É nesse contexto que entram as locações por plataformas digitais de curta temporada (Airbnb, Booking e semelhantes). O efeito do CIB aqui não é conceitual, é operacional. Com bases mais integradas, fica significativamente mais eficiente identificar quem é o titular do imóvel, quais imóveis estão sob a mesma titularidade econômica, a frequência da exploração, o volume de receitas e a coerência (ou inconsistência) entre esse comportamento econômico e aquilo que efetivamente foi declarado ao Fisco. O que antes dependia de “sorte fiscalizatória” e investigações artesanais tende a migrar para um modelo de auditoria por dados, com gatilhos mais objetivos.
E aqui está o ponto jurídico sensível: em locações de curta duração, a discussão relevante frequentemente não é “há ou não contrato de locação”, mas qual é a natureza econômica da exploração. Quando aparecem elementos de habitualidade, alguma organização e finalidade lucrativa contínua, a atividade se aproxima de um padrão empresarial, o que exige leitura tributária mais cuidadosa, tanto para não subdeclarar riscos quanto para não adotar soluções ineficientes.
No plano do Imposto de Renda, a regra continua sendo a correta declaração das receitas, respeitando o regime aplicável e a forma de recebimento. O risco, porém, não se limita à existência de imposto devido. O risco está na desorganização: ausência de trilha de auditoria (comprovantes e conciliações), mistura de receitas e despesas sem critério, subdeclaração e falta de coerência entre movimentação financeira, ocupação e declarações.
Além disso, com a reforma tributária e o avanço regulatório do “IVA dual”, o mercado já começou a discutir o grau em que determinadas explorações de curta temporada podem se aproximar de prestação de serviços, elevando o nível de atenção sobre IBS/CBS conforme a configuração concreta da atividade e os critérios que venham a ser aplicados.
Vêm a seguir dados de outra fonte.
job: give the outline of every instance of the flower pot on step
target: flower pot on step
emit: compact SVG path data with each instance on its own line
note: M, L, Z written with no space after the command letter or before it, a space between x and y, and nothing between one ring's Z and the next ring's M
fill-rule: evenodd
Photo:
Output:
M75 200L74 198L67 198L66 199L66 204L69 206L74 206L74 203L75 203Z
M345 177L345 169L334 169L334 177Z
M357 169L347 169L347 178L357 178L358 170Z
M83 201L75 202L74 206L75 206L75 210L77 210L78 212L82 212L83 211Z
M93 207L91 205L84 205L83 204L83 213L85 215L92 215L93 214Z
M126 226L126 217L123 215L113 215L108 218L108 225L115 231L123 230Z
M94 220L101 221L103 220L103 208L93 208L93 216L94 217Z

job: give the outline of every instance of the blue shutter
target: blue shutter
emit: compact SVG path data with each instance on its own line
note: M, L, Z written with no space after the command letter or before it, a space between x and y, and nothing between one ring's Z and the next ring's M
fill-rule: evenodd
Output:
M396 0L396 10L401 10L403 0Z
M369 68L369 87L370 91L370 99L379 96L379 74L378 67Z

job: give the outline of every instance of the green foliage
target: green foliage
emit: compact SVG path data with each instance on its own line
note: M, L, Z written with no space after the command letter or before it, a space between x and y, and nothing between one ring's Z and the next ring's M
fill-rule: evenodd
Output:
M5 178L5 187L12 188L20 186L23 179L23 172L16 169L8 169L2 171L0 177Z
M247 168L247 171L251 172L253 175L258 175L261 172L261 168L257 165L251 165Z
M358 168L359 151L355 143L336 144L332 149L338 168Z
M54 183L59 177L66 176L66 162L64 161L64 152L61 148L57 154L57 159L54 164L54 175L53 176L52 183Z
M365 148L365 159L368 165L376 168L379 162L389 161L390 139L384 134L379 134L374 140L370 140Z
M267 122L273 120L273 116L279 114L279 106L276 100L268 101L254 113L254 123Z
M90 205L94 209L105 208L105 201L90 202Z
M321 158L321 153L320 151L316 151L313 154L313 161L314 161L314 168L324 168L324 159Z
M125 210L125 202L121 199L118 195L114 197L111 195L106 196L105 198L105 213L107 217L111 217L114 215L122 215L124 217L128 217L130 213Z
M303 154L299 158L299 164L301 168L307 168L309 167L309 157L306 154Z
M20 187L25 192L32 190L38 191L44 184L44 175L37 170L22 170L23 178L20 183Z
Mesmo quando a conclusão final seja pela não incidência em determinado caso, o ambiente de fiscalização tende a ficar mais sofisticado, e a informalidade, mais cara.
Quando há omissão ou subdeclaração, o cenário deixa de ser “ajuste pontual” e passa a ser contingência: o cruzamento de dados aumenta a probabilidade de constituição de crédito tributário e, em termos de horizonte temporal, o debate costuma envolver o limite decadencial típico de cinco anos (a depender do enquadramento e da modalidade de lançamento). Em outras palavras: o risco não é apenas pagar “um pouco a mais”; é descobrir um passivo acumulado quando a margem de defesa e de planejamento já é menor.
Por isso, a resposta jurídica inteligente não é demonizar a locação por plataforma, mas sim organizar a atividade. Isso passa por: (i) mapear volume de receita e habitualidade, (ii) estruturar documentação e conciliações, (iii) escolher o melhor enquadramento jurídico-patrimonial para o caso (pessoa física, estrutura societária, segregação por finalidade), e (iv) revisar obrigações acessórias e o impacto da reforma tributária no médio prazo. O CIB, no fundo, não cria o risco: ele reduz a invisibilidade de riscos que já existiam.
Com o CIB e o avanço do cruzamento de dados, você acha que o mercado vai migrar para mais profissionalização (e formalização) das locações de curta temporada, ou veremos uma judicialização crescente sobre o “limite” entre renda patrimonial e atividade econômica organizada?